In Zurich the next week Dick drove to the airport and took the big plane for Munich. Soaring and roaring into the blue he felt numb, realizing how tired he was. A vast persuasive quiet stole over him, and he abandoned sickness to the sick, sound to the motors, direction to the pilot. He had no intention of attending so much as a single session of the congress—he could imagine it well enough, new pamphlets by Bleuler and the elder Forel that he could much better digest at home, the paper by the American who cured dementia præcox by pulling out his patient’s teeth or cauterizing their tonsils, the half-derisive respect with which this idea would be greeted, for no more reason than that America was such a rich and powerful country. The other delegates from America—red-headed Schwartz with his saint’s face and his infinite patience in straddling two worlds, as well as dozens of commercial alienists with hang-dog faces, who would be present partly to increase their standing, and hence their reach for the big plums of the criminal practice, partly to master novel sophistries that they could weave into their stock in trade, to the infinite confusion of all values. There would be cynical Latins, and some man of Freud’s from Vienna. Articulate among them would be the great Jung, bland, super- vigorous, on his rounds between the forests of anthropology and the neuroses of school-boys. At first there would be an American cast to the congress, almost Rotarian in its forms and ceremonies, then the closer-knit European vitality would fight through, and finally the Americans would play their trump card, the announcement of colossal gifts and endowments, of great new plants and training schools, and in the presence of the figures the Europeans would blanch and walk timidly. But he would not be there to see.
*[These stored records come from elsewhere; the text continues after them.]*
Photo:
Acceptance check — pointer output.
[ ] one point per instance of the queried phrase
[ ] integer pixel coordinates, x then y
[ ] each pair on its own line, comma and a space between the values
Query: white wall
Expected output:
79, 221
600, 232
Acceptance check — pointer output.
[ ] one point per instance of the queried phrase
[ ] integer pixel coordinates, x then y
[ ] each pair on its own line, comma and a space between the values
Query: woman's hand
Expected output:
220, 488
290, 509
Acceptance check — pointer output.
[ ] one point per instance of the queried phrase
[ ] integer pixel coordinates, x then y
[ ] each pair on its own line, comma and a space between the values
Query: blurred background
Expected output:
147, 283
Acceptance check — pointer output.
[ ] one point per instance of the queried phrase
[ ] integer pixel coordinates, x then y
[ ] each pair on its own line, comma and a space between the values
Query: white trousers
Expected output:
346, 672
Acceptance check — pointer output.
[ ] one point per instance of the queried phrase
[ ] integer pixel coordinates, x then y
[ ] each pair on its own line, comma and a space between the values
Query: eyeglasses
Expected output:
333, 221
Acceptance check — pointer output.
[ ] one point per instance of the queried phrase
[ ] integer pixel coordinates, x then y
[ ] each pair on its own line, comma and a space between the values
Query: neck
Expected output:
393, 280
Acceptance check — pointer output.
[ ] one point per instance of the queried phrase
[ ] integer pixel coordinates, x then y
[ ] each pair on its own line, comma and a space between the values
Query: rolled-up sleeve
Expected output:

They skirted the Vorarlberg Alps, and Dick felt a pastoral delight in watching the villages. There were always four or five in sight, each one gathered around a church. It was simple looking at the earth from far off, simple as playing grim games with dolls and soldiers. This was the way statesmen and commanders and all retired people looked at things. Anyhow, it was a good draft of relief.

An Englishman spoke to him from across the aisle but he found something antipathetic in the English lately. England was like a rich man after a disastrous orgy who makes up to the household by chatting with them individually, when it is obvious to them that he is only trying to get back his self-respect in order to usurp his former power.